Comparison between pRb/E1A-CR1 and pRb/E2F-TA complexes. (A) Close-up view of the structural alignment of E1A-CR1 and E2F2-TA with the three conserved hydrophobic residues highlighted in stick representation. (B) Close-up view of the hydrogen-bonding network between E1A-CR1 and the pRb pocket domain. Prominent residue movement incurred by E1A-CR1 binding, as compared with E2F2-TA, is indicated by arrows. (C) Structure-based sequence alignment between E1A-CR1, E2F-TA including E2F1-TA and E2F2-TA, and Orf22 from CELO virus.


Using the structurally aligned hydrophobic residues L43, L46, and Y47 of E1A-CR1 as anchors, the primary sequence of E1A-CR1 can be aligned with E2F-TA (Fig. 2C), which reveals additional sequence conservation between the E1A-CR1 and E2F-TA peptides. In particular, residues E45 and D48 of E1A-CR1 can be aligned with residues D424 and D427 of E2F-TA. These acidic residues are not structurally aligned; however, this sequence conservation may reflect another shared cellular target of the E2F and E1A proteins.

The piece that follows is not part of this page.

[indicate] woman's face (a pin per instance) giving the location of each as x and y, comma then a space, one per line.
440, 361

Mutational analysis of the pRb–E1A interface

To dissect the functional contribution of different pRb–E1A-binding determinants, we carried out solution-binding studies of selected E1A-CR1 mutants using both GST pull-down and isothermal titration calorimetry (ITC).

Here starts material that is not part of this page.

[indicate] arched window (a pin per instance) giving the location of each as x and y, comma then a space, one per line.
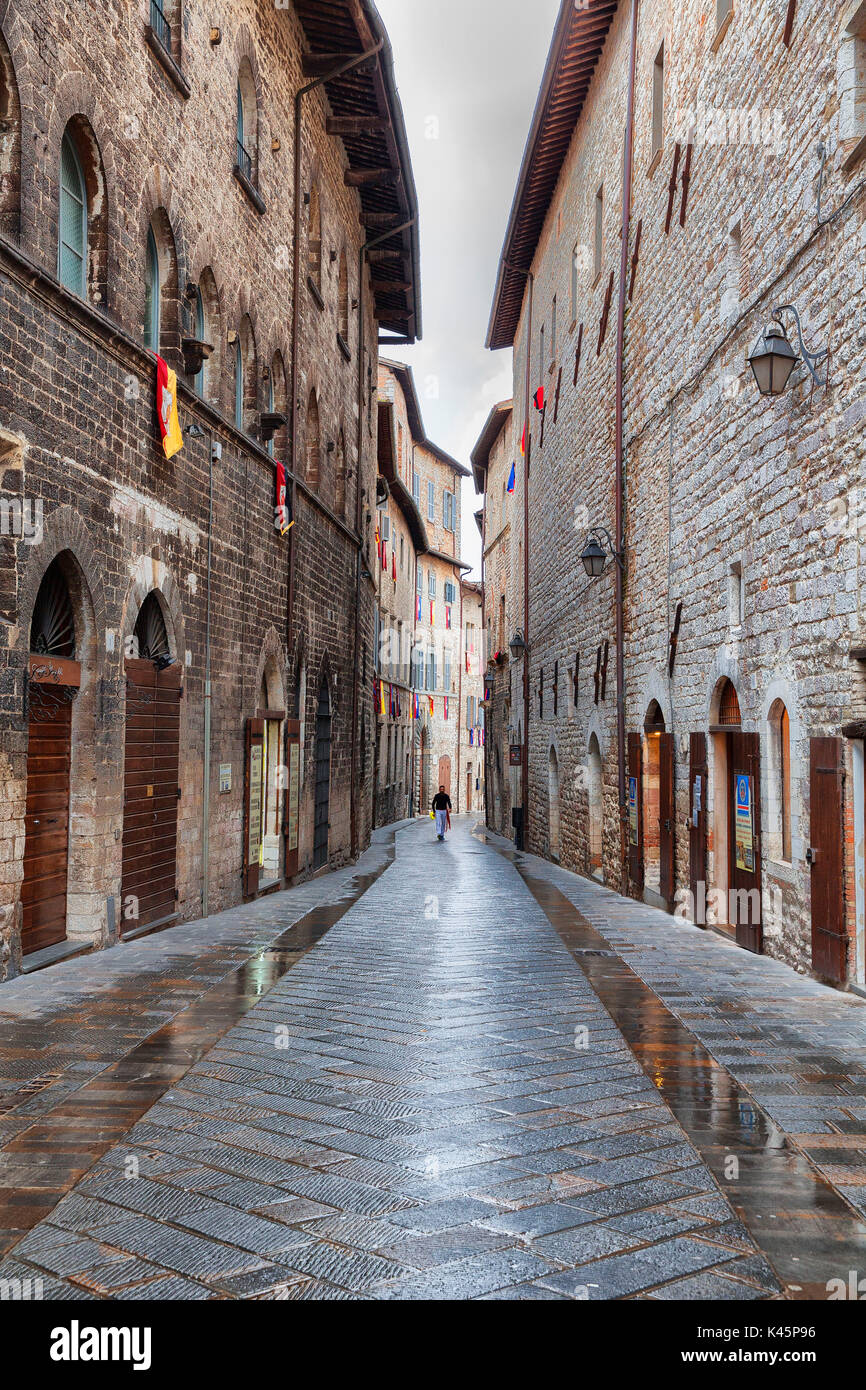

As shown in Figure 3A, GST-pRb (residues 376–787) harboring the A and B domains of the pRb pocket domain stoichiometrically pulls down E1A-CR1CR2CR3 (residues 36–189) and E1A-CR1CR2 (residues 37–140) as positive controls. To specifically assay the contribution of CR1 residues for pRb interaction, we used a CR2-deleted E1A construct, E1A-CR1-linker (residues 37–121). Using this protein construct, we show that pRb specifically pulls down E1A-CR1-linker (residues 37–121) and the corresponding H44Y and L46A mutants, although the mutants show impaired pRb binding. Other CR1 mutants including L43A, H44A, H44Q, L47G, and L47R fail to interact with pRb under these assay conditions (Fig. 3A). H44Y and H44Q mutants were designed to mimic the naturally occurring variations at this position in E1A proteins from other serotypes (Fig. 1C).

Figure 3.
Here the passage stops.